« Sans nous, la droite formera un gouvernement majoritaire. Pour les stopper, nous avons besoin de vous. Votre vote peut changer la donne ». Ahmed Tibi, un des leaders de Hadash-Taal, la liste unifiée arabe, s’adresse ainsi, en hébreu, aux Juifs de gauche qui ne veulent pas d’un retour de Netanyahou. Plus direct, le Premier ministre sortant Yair Lapid exhorte les électeurs arabes : « Vous votez pour vos vies, si vous ne votez pas, ce qui a été accordé l’année dernière, sera retiré ». Oui, sans le vote arabe, le Likoud et ses alliés d’extrême droite pourraient bien obtenir la majorité absolue de 61 députés nécessaire pour former un gouvernement.

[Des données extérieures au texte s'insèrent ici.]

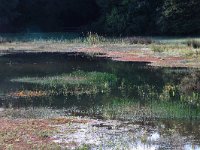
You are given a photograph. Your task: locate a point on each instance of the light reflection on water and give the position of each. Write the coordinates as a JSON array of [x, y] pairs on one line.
[[137, 85]]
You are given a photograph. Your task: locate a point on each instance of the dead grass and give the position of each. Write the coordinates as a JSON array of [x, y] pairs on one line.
[[23, 134]]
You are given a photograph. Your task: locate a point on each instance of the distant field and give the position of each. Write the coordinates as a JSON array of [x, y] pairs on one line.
[[58, 36]]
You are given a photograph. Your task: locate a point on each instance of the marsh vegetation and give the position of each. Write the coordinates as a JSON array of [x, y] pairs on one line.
[[54, 85]]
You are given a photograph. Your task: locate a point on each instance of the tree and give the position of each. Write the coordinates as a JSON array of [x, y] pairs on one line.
[[180, 17], [8, 14]]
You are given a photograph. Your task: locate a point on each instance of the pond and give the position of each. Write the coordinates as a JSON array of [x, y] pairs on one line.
[[150, 107]]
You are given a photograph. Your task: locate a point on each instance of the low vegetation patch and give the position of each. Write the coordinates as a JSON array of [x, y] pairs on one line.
[[76, 83], [193, 43]]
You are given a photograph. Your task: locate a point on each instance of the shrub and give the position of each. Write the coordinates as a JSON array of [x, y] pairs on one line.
[[158, 48], [4, 40], [138, 40], [193, 43], [93, 38]]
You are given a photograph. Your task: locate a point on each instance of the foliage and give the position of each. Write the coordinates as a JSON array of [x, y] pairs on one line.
[[110, 17]]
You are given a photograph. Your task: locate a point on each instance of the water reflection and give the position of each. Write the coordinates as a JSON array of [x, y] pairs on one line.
[[87, 86]]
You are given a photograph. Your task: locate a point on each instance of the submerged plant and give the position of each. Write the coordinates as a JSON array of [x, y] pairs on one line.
[[75, 83]]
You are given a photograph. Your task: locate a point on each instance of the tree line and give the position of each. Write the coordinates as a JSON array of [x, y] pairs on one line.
[[111, 17]]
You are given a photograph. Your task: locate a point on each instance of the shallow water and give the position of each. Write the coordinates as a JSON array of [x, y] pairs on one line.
[[161, 105]]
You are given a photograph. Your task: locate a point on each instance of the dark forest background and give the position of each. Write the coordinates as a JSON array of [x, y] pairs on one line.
[[110, 17]]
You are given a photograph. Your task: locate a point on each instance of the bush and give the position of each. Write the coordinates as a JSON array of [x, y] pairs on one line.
[[138, 40], [94, 38], [4, 40], [193, 43]]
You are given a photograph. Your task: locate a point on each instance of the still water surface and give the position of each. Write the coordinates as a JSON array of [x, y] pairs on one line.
[[157, 107]]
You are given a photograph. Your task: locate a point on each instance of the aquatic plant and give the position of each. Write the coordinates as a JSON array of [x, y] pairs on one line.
[[75, 83]]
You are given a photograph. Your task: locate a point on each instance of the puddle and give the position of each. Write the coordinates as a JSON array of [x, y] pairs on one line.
[[141, 107]]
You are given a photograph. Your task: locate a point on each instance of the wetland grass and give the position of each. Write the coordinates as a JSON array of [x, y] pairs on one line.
[[75, 83]]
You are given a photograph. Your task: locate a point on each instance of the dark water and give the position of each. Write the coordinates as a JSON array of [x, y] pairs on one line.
[[169, 97]]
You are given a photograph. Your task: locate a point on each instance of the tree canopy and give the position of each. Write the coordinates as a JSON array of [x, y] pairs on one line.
[[111, 17]]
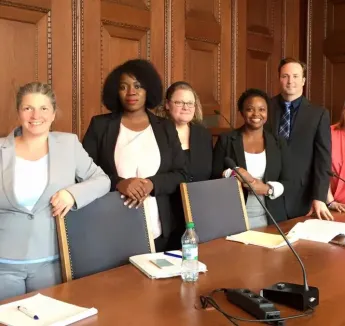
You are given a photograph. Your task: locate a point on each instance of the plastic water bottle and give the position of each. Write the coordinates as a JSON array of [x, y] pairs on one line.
[[190, 265]]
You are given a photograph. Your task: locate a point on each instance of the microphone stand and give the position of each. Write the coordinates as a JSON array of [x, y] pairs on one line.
[[298, 296]]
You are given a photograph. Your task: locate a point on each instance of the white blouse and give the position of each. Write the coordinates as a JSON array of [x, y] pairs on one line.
[[30, 180], [137, 155]]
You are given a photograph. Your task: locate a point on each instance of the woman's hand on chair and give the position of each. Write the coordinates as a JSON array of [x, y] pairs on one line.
[[132, 188], [62, 202], [247, 176], [335, 206]]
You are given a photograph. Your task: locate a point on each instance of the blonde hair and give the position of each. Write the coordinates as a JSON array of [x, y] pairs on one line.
[[34, 88], [163, 112]]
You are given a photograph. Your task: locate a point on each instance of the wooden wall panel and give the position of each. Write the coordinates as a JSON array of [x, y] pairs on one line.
[[221, 47], [28, 40], [264, 31], [200, 42], [116, 31], [326, 55]]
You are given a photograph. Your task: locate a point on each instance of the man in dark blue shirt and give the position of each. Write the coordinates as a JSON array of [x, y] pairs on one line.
[[306, 128]]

Dans cette cinquième élection en moins de quatre ans, aussi indécise que le précédentes, les Arabes d’Israël, 20% de la population, ont un rôle charnière, pratiquement faiseurs rois. Mais ils abordent le scrutin désunis. Alors qu’ensemble, ils avaient eu 15 sièges en 2020, les trois partis du vote de ce mardi risquent de ne pas obtenir les 3,25% des voix qui les feraient entrer à la Knesset. Le parti islamiste Ra’am qui était dans la coalition gouvernementale est d’accord pour une nouvelle participation, ce que refuse toujours Hadash-Taal. Quant au nationaliste Balad, il ne devrait pas franchir le seuil des 3,25%.
Yair Lapid a besoin des élus arabes s’il veut former une coalition car on ne lui accorde sans eux que 56 sièges. Il a promis d’amender la loi sur l’Etat nation qui, telle qu’elle est, est, selon lui, « une insulte aux citoyens israéliens non juifs ». Il leur garantira l’égalité civile, la dignité humaine et la liberté. Et bien sûr des crédits pour lutter contre la criminalité et construire des logements. Mansour Abbas, le dirigeant de Ra’am explique aux électeurs que c’est son action qui a permis d’obtenir des milliards d’euros en faveur des zones arabes. Il estime que les Arabes israéliens sont préoccupés par la criminalité et les difficultés économiques, pas par le conflit israélo-palestinien. Ce qui lui vaut des critiques des autres formations arabes et empêchent l’union. Chacun joue sa propre carte…
Ces divisions arrangent « Bibi ». Si, naguère, il cherchait le vote arabe, il traite cette fois les députés arabes de « corrompus ». Si l’électeur arabe vote moins – mais on prévoit un sursaut – cela avantagera le Likoud et ses alliés. D’ailleurs, Netanyahou ne peut revenir au pouvoir qu’avec l’appui de l’extrême droite, de Sionisme religieux dont la figure de proue, Itamar Ben Gvir, déteste les Arabes qu’il faut tous, envoyer en Jordanie. A Jérusalem Est, il n’hésite pas à brandir son arme pour montrer aux Palestiniens qui est le patron…
Cet Israël qui vote aujourd’hui dérive vers l’extrême droite, une extrême droite que l’ancien Premier ministre a favorisé, poussé car il en a un besoin absolu. Ne veut-elle pas soumettre la justice au Parlement ? Une occasion pour « Bibi », toujours en procès pour fraude et corruption, de se parer d’immunité.
Ce scrutin reflète et accentue les divisions de l’Etat hébreu. Pas entre droite et gauche, la droite est largement majoritaire, mais entre pro et anti Netanyahou. Une société éclatée, fragilisée qui pourrait s’interroger sur sa démocratie. Elle est réelle mais n’accorde-t-elle pas trop d’importance aux petits partis indispensables pour former un gouvernement. Ils en jouent pour défendre leurs intérêts… Tout comme Benjamin Netanyahou. Tant qu’il sera dans l’arène politique, Israël manquera de stabilité et de cohérence.